Polycythemia occurs when bone marrow is manufacturing too many red blood cells, thereby increasing the volume percentage of red blood cells in the blood. It can also be caused by a low plasma count in relation to blood cells, causing an imbalance. These excess cells, in turn, thicken the blood, which slows down the overall blood flow leading to more serious issues, such as blood clots. Polycythemia is essentially the opposite of anemia, which is when there are too few blood cells being produced.
Neonatal is a term used to describe babies within the first 28 days of life. Neonatal polycythemia is diagnosed when a baby’s blood is composed of more than 65% red blood cells. This is a common problem with newborns, but that number is expected to decrease within a few hours if everything is normal.
Some babies who are at a higher risk include those who are born small for their gestational age, babies who are post-term, infants of mothers with diabetes, twin-to-twin blood transfer in utero, low oxygen levels in fetal blood, and babies born with chromosomal abnormalities.
It can be hard to diagnose this condition when babies are first born, because, aside from a high blood viscosity, babies might be asymptomatic before showing any metabolic changes due to this disorder. Samples should be taken from a largely free-flowing blood vessel in order to get an accurate hematocrit result. Signs that blood is affected include poor blood flow returning to a site after pressure is applied (peripheral perfusion), and blood having a ruddy, dusky appearance. There are also other clinical symptoms that include lethargy, irritability, tremors, seizures, lack of interest in feeding, hypoglycemia, rapid breathing (tachypnea), and bluish/grayish skin coloration (cyanosis).
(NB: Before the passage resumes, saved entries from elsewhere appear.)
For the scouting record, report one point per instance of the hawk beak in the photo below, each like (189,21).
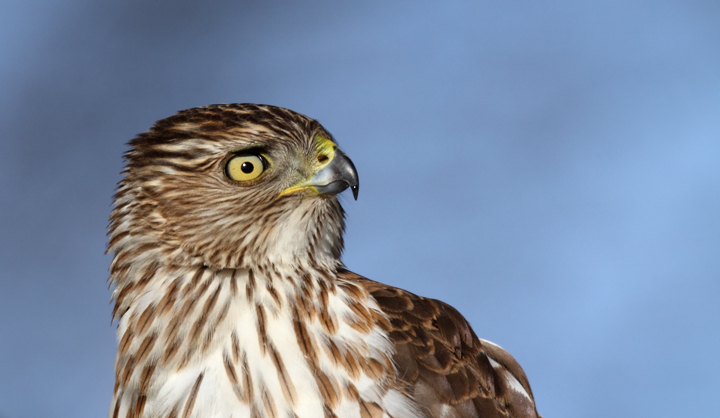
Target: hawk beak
(335,173)
(336,176)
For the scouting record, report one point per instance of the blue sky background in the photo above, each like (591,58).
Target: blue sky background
(551,169)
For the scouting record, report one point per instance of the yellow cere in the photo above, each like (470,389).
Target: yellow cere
(245,167)
(324,154)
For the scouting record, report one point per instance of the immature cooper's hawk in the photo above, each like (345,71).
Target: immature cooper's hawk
(233,302)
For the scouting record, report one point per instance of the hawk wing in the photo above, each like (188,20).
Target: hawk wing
(443,365)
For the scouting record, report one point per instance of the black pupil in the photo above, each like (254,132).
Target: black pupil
(247,167)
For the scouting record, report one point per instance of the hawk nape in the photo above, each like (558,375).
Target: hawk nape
(232,301)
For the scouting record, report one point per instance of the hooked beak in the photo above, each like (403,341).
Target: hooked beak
(337,176)
(333,177)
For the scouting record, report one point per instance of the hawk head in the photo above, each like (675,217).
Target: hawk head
(223,185)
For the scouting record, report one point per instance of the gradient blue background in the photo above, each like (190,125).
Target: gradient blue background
(551,169)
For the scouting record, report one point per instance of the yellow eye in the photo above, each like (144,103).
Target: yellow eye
(245,167)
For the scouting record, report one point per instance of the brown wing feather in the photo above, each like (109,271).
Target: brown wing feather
(448,370)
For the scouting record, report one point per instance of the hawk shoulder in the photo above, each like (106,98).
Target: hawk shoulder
(442,364)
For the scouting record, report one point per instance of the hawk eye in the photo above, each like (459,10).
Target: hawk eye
(245,167)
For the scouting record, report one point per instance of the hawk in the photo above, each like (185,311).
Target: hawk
(232,300)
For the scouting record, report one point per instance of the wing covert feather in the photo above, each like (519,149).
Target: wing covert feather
(443,365)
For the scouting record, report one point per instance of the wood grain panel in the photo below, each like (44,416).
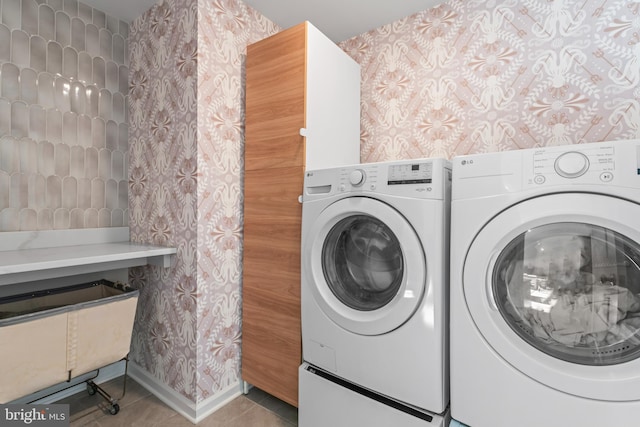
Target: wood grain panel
(271,331)
(275,100)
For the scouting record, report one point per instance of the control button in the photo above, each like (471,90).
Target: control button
(356,177)
(539,179)
(606,177)
(572,164)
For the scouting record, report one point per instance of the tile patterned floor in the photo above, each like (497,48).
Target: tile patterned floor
(140,408)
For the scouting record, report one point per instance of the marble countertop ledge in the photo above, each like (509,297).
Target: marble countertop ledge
(43,255)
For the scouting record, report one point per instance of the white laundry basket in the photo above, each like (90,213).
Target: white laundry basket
(52,336)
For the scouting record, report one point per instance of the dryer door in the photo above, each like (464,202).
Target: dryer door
(366,264)
(553,285)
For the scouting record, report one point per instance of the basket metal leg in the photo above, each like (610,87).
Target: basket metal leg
(114,407)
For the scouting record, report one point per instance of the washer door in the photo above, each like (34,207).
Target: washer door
(366,265)
(553,285)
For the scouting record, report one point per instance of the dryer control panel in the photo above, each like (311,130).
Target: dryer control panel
(593,162)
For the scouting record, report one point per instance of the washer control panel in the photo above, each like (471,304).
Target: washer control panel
(421,178)
(589,163)
(410,173)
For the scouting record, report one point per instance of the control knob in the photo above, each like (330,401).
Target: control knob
(572,164)
(356,177)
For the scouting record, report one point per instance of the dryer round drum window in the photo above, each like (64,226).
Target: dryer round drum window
(572,290)
(362,262)
(552,285)
(365,265)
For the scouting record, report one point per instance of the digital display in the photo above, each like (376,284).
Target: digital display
(410,173)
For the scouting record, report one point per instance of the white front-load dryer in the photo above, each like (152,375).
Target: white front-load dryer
(374,277)
(545,287)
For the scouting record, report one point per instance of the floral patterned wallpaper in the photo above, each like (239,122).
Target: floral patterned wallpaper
(464,77)
(479,76)
(186,147)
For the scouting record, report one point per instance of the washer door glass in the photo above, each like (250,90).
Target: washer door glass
(572,290)
(362,262)
(363,265)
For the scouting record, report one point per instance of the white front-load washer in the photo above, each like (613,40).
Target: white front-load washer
(545,287)
(374,277)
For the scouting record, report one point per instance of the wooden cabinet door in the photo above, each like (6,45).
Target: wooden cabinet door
(273,180)
(271,332)
(275,106)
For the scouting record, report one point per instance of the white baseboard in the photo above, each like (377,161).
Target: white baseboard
(192,411)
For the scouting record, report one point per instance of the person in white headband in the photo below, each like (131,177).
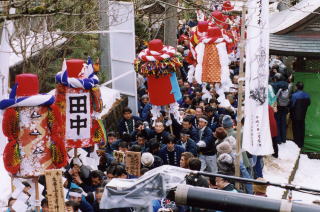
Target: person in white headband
(75,195)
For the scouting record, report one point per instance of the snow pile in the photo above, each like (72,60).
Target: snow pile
(307,175)
(278,170)
(5,180)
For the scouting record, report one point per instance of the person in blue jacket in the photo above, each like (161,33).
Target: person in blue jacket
(171,152)
(187,143)
(75,195)
(300,102)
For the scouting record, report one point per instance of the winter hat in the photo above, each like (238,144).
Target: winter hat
(147,159)
(220,133)
(227,121)
(224,147)
(258,188)
(76,161)
(225,164)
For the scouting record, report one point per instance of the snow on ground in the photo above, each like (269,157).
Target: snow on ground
(5,182)
(307,175)
(278,170)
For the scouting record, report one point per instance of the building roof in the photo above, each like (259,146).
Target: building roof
(290,45)
(293,17)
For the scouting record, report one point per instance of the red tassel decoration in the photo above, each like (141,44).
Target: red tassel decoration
(11,157)
(96,99)
(58,150)
(10,124)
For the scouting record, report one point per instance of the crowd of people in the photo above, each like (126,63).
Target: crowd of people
(205,139)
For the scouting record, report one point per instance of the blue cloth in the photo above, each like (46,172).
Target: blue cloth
(87,83)
(280,84)
(156,205)
(85,206)
(207,137)
(281,118)
(144,114)
(298,95)
(258,166)
(164,155)
(175,87)
(245,174)
(191,146)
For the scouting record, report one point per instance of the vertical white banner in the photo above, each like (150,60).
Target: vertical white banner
(122,50)
(256,134)
(78,122)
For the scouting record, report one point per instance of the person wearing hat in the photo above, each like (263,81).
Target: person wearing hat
(259,189)
(213,117)
(144,108)
(76,195)
(206,146)
(128,122)
(171,152)
(187,125)
(32,124)
(141,127)
(78,97)
(226,167)
(187,143)
(160,133)
(227,124)
(147,160)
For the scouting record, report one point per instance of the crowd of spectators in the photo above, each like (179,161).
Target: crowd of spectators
(205,140)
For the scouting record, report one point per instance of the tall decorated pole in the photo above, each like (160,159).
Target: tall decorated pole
(159,63)
(79,98)
(32,125)
(256,133)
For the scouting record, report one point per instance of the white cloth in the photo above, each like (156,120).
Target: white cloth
(256,133)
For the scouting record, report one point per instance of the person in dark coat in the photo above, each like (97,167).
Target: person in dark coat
(206,146)
(196,180)
(75,195)
(187,124)
(274,132)
(187,143)
(95,181)
(127,124)
(159,133)
(300,102)
(171,152)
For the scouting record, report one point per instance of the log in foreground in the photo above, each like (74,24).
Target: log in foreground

There are several other conditions that share similar symptoms with neonatal polycythemia, which is why it is vital to rule them out before attempting any course of treatment. Some conditions that are similar include hypoglycemia, neological dysfunction, renal failure, or respiratory issues. Once a firm diagnosis is confirmed, there is a recommended course of action.
Not all babies require treatment, but if there are signs of metabolic distress, the first priority is to lower the hematocrit by performing a partial exchange transfusion (PET). Either a saline solution may be used or a 5% protein solution. Saline is the preferred material because it won’t risk infection and has a better price point. It is strongly advised to avoid fresh frozen plasma because studies have shown a correlation between its use and necrotizing enterocolitis.